This graph illustrates that the extra quadratic term can track the curvature of the function, whereas the tangent line itself can't. So, we have a polynomial which is a "better" approximation, is it the best approximation?

The mean value theorem, as in the case of the tangent line, will guarantee the existence of $\xi$ between $c$ and $x$, for which

\[ ~ f(x) - \left(f(c) + f'(c) \cdot(x-c) + (1/2)\cdot f''(c) \cdot (x-c)^2 \right) = \frac{1}{3!}f'''(\xi) \cdot (x-c)^3. ~ \]

In this sense, the above quadratic polynomial, called the Taylor Polynomial of degree 2, is the best quadratic approximation to $f$, as the difference goes to $0$.

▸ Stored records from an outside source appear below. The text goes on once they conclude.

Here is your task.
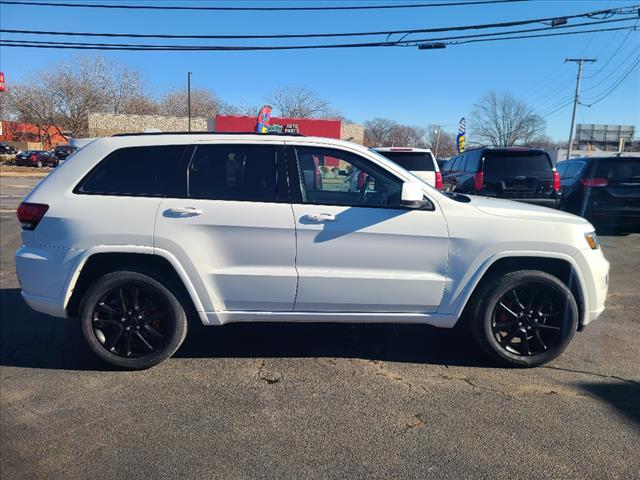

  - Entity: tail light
[436,172,444,190]
[580,178,609,187]
[16,202,49,230]
[473,172,484,191]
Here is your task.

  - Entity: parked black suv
[442,147,560,207]
[0,142,18,155]
[53,145,78,160]
[558,157,640,227]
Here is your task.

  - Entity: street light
[418,42,447,50]
[433,125,442,160]
[187,72,191,131]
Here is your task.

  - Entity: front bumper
[576,249,609,327]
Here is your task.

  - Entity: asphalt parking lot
[0,177,640,479]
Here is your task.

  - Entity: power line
[584,24,634,80]
[0,0,529,12]
[0,18,634,51]
[448,27,636,45]
[542,99,573,118]
[584,46,636,92]
[0,5,640,40]
[582,55,640,107]
[0,27,634,51]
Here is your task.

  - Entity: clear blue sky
[0,0,640,140]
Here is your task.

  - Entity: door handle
[164,207,204,217]
[302,213,336,222]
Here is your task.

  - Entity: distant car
[373,147,442,190]
[557,157,640,226]
[442,147,560,207]
[16,150,60,168]
[0,143,18,155]
[53,145,78,160]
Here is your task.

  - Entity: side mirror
[400,182,425,208]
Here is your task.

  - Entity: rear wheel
[472,270,578,367]
[80,271,187,370]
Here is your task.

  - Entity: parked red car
[16,150,60,167]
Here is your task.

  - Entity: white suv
[16,134,609,369]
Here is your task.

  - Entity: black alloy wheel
[470,270,578,367]
[80,270,187,370]
[92,283,171,358]
[491,282,566,356]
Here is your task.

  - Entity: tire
[469,270,578,367]
[80,270,187,370]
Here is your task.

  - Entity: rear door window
[565,163,582,178]
[556,163,569,178]
[188,144,278,202]
[378,152,435,172]
[295,146,402,208]
[591,158,640,184]
[464,150,482,173]
[484,151,553,179]
[74,145,187,197]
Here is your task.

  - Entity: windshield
[484,151,553,178]
[378,152,435,172]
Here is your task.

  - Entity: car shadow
[579,381,640,427]
[0,289,496,370]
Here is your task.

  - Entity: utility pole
[187,72,191,131]
[435,125,442,160]
[564,58,598,160]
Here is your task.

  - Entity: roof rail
[111,132,304,137]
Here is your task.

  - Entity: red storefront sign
[215,115,342,139]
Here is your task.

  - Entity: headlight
[584,232,600,250]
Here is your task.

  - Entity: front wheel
[472,270,578,367]
[80,271,187,370]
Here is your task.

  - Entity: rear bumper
[21,290,68,318]
[586,204,640,223]
[15,246,80,318]
[505,198,558,208]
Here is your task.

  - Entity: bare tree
[3,82,62,142]
[220,102,261,117]
[470,91,545,147]
[426,125,456,158]
[267,87,337,118]
[387,125,427,148]
[364,118,427,148]
[159,88,222,118]
[364,118,398,147]
[46,57,114,137]
[109,66,158,115]
[7,57,155,137]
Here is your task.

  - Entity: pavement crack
[542,365,640,385]
[439,374,514,400]
[396,413,426,436]
[257,360,282,385]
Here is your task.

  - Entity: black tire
[80,270,187,370]
[469,270,578,367]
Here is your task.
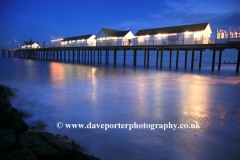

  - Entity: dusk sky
[0,0,240,48]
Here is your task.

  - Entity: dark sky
[0,0,240,48]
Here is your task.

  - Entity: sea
[0,50,240,160]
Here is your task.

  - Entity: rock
[70,149,100,160]
[17,130,75,160]
[17,130,99,160]
[29,121,45,131]
[0,128,17,153]
[0,105,28,137]
[54,134,87,152]
[0,147,37,160]
[3,99,12,109]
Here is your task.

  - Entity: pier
[2,42,240,73]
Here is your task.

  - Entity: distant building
[216,27,240,43]
[61,34,96,47]
[22,39,40,48]
[96,28,134,46]
[135,23,212,45]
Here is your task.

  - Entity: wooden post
[60,49,62,62]
[93,50,96,63]
[105,50,108,65]
[218,50,222,71]
[64,49,67,62]
[98,49,99,64]
[199,50,202,69]
[73,49,75,63]
[236,49,240,73]
[88,50,89,63]
[114,49,117,66]
[184,50,187,69]
[169,50,172,68]
[212,50,216,71]
[160,50,163,69]
[191,50,194,70]
[144,50,147,67]
[100,49,102,64]
[82,50,83,63]
[78,49,81,63]
[133,50,137,67]
[123,49,126,67]
[68,49,71,63]
[91,49,92,64]
[147,50,149,67]
[176,50,179,69]
[85,49,87,63]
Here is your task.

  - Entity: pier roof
[62,34,94,41]
[103,28,130,37]
[135,23,209,36]
[24,41,39,45]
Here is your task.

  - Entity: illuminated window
[194,32,202,41]
[234,32,237,38]
[221,32,224,39]
[138,37,144,42]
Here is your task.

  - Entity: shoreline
[0,84,100,160]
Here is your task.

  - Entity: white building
[96,28,134,46]
[216,27,240,43]
[61,34,96,47]
[135,23,212,45]
[22,39,40,49]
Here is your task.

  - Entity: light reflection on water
[0,58,240,160]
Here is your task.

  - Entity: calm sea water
[0,52,240,160]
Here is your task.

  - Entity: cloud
[42,33,52,36]
[150,0,240,28]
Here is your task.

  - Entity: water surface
[0,52,240,160]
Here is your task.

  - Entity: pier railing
[0,37,227,50]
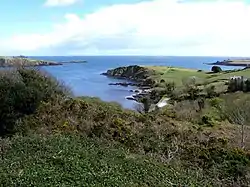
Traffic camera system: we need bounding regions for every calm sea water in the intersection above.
[32,56,241,109]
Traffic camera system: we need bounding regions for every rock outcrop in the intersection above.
[102,65,154,85]
[0,56,62,67]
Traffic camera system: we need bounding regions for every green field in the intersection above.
[145,66,250,90]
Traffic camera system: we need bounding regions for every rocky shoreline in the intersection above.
[0,57,62,67]
[102,65,154,102]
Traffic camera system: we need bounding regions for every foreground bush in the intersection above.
[0,69,68,136]
[0,69,250,186]
[0,135,249,187]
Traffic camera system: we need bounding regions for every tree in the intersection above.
[136,96,152,113]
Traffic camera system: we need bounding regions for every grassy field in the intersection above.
[145,66,250,90]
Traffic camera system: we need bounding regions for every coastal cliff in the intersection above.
[0,56,62,67]
[102,65,154,85]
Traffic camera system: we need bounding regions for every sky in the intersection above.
[0,0,250,57]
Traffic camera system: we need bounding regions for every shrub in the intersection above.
[0,69,68,136]
[211,66,222,73]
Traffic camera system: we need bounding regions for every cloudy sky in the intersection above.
[0,0,250,56]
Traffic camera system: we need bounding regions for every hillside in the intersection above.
[0,56,61,67]
[0,68,250,186]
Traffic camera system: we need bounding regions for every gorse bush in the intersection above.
[0,69,69,136]
[0,69,250,186]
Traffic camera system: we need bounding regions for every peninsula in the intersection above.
[0,56,62,67]
[205,59,250,67]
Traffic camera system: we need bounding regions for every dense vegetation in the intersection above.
[0,69,250,186]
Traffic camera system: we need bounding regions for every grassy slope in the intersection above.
[0,136,209,187]
[145,66,250,90]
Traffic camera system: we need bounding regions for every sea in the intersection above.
[30,56,240,109]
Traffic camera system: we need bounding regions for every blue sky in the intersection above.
[0,0,250,56]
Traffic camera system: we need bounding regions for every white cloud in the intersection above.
[0,0,250,56]
[45,0,79,6]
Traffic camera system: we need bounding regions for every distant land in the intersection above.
[205,59,250,67]
[0,55,87,67]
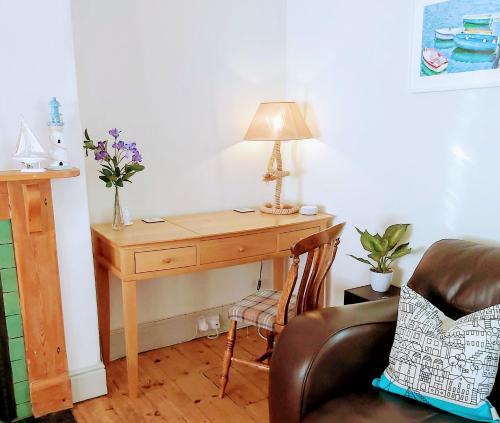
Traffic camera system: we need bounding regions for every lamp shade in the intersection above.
[245,102,312,141]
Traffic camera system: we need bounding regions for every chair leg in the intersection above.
[267,331,274,351]
[219,320,237,399]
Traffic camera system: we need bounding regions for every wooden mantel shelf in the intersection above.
[0,167,80,182]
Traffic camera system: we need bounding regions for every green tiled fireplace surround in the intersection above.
[0,220,31,419]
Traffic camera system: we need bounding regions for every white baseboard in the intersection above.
[110,304,243,360]
[69,363,108,403]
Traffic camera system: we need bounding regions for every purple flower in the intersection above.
[113,141,125,150]
[132,152,142,163]
[108,128,121,140]
[95,150,109,162]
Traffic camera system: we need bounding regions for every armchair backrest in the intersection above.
[408,239,500,407]
[276,223,345,328]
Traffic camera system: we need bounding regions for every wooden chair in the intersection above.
[219,223,345,398]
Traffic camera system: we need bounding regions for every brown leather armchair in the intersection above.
[269,240,500,423]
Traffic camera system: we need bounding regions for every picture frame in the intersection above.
[410,0,500,92]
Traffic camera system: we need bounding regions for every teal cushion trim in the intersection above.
[372,372,500,422]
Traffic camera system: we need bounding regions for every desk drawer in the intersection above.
[135,247,196,273]
[278,226,319,251]
[200,233,276,264]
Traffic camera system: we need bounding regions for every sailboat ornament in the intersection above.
[12,118,47,172]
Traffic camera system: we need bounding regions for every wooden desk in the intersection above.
[92,211,332,397]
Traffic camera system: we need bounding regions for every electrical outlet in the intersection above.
[206,314,220,330]
[198,316,209,332]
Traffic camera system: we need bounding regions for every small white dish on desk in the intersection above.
[300,206,318,216]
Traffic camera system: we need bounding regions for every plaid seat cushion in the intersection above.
[228,289,297,330]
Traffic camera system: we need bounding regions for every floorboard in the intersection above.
[73,328,269,423]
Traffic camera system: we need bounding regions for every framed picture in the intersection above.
[410,0,500,92]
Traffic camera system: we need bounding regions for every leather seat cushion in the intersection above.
[302,389,470,423]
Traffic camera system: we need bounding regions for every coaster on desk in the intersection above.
[142,217,165,223]
[300,206,318,216]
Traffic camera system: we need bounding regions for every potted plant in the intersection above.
[83,128,144,231]
[349,224,411,292]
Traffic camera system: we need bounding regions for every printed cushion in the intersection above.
[228,289,297,330]
[373,286,500,422]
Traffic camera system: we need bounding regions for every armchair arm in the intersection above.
[269,298,398,423]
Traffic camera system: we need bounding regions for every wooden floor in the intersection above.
[73,328,269,423]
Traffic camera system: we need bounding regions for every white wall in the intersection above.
[73,0,285,328]
[0,0,106,400]
[286,0,500,303]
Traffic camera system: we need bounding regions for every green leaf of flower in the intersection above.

The graphs of the secant line and approximating parabola for $h=1/4$ are similar:

x0, x1, x2 = c-h, c, c+h
f0 = divided_differences(f, x0)
fd = divided_differences(f, x0, x1)
fdd = divided_differences(f, x0, x1, x2)

plot(f, a, b,                  color=:blue, linewidth=5, legend=false)
plot!(x -> f0 + fd*(x-x0), a, b,     color=:green, alpha=0.25, linewidth=5);
plot!(x -> f0 + fd*(x-x0) + fdd * (x-x0)*(x-x1), a,b,  color=:green, alpha=0.25, linewidth=5);

Though similar, the graphs aren't identical, as the interpolating polynomials aren't the best approximations. For example, in the tangent-line graph the parabola only intersects the cosine graph at $x=0$, whereas for the secant-line graph - by definition - the parabola intersects the graph at least $2$ times and the interpolating polynomial $3$ times (at $x_0$, $x_1$, and $x_2$).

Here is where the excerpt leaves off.